Вытащил Гунан Хара Баатыр добытую им дичь, бросил ее и бегом в юрту:
— Матушка, что с вами опять случилось?
А она ему отвечает:
— Ах, мой сын! Давешние мои боли были еще ничего. А сегодня я так тяжело больна, мой мальчик! И ты мне обязательно должен достать лекарство, сын мой! Когда ты еще был мал, я болела так же, и твой отец достал мне легкое и сердце девятиглавого чудища Андалвы, что живет прямо на восток отсюда.
— Ну уж эта тварь мне ничуть не страшна, — засмеялся Гунан Хара Баатыр и опять на следующее утро пустился в путь.
И, как всегда, послал за ним тот хан. Гунан Хара Баатыр снова сошел с коня и выпил в его юрте чаю.

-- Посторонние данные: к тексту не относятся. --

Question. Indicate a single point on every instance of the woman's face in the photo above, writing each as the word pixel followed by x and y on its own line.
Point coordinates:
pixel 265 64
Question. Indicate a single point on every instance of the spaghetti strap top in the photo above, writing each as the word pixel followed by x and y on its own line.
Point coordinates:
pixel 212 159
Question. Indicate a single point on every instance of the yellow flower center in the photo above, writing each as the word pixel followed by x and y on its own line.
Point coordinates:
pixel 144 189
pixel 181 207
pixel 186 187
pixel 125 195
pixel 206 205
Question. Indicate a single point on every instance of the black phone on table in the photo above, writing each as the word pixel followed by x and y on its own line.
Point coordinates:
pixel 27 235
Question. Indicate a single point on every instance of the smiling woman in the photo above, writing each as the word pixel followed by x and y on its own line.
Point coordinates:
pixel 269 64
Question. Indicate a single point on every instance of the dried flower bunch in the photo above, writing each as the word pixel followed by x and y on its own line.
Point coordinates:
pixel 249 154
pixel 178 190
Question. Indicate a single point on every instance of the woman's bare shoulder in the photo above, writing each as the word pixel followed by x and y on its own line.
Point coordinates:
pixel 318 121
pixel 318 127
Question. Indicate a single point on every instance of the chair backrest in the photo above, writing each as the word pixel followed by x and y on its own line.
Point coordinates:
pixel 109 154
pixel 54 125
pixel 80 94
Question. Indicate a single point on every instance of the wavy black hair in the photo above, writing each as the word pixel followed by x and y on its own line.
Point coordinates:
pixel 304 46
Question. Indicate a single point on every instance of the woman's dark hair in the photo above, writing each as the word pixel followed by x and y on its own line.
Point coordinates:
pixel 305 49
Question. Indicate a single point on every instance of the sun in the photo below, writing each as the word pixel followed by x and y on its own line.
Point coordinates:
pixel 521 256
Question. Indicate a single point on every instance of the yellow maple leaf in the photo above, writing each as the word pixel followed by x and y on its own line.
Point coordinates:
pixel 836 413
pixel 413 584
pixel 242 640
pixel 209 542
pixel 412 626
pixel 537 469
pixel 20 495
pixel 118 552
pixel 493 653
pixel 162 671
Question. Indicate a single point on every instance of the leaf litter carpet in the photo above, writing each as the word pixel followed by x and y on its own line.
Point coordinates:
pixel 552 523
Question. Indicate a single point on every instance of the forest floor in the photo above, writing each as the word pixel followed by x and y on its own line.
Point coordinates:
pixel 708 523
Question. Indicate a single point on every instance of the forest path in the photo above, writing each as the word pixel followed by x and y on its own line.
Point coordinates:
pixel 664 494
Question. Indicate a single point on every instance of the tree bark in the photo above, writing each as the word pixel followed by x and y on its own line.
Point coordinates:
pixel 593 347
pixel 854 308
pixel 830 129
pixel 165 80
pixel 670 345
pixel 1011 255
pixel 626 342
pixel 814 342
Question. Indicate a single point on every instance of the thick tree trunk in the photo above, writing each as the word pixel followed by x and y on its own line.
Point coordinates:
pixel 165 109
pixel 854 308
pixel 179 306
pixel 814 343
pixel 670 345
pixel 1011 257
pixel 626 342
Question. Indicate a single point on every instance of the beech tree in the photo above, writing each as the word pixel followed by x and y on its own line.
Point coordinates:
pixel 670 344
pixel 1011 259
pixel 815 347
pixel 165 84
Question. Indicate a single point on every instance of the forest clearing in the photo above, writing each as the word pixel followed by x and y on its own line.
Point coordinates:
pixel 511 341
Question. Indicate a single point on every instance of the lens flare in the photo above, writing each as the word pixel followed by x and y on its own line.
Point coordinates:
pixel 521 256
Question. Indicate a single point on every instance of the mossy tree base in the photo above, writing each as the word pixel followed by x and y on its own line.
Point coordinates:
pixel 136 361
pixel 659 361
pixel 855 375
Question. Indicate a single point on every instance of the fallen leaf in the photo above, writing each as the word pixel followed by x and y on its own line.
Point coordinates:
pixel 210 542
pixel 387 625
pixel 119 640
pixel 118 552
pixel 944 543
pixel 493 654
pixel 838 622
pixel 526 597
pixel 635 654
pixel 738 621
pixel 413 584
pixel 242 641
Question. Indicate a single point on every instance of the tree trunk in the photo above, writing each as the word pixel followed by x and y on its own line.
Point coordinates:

— Ах, мой мальчик, твоя мать, как и прежде, опять притворяется. Уж сколько молодцов, рожденных героями, ни отправлялось туда, это черное девятиглавое чудище — Андалва-мангыс — уничтожило их всех, ни одного не пощадило! Нет на свете никого, кто бы равен был по силе девятиглавому черному Андалве! Как худо, что ты идешь туда, мой мальчик! Твоя старуха совсем завралась. Ну и хитра же она! А ты веришь каждому ее слову… Не кончится ли это для тебя бедой? — так уговаривал его хан.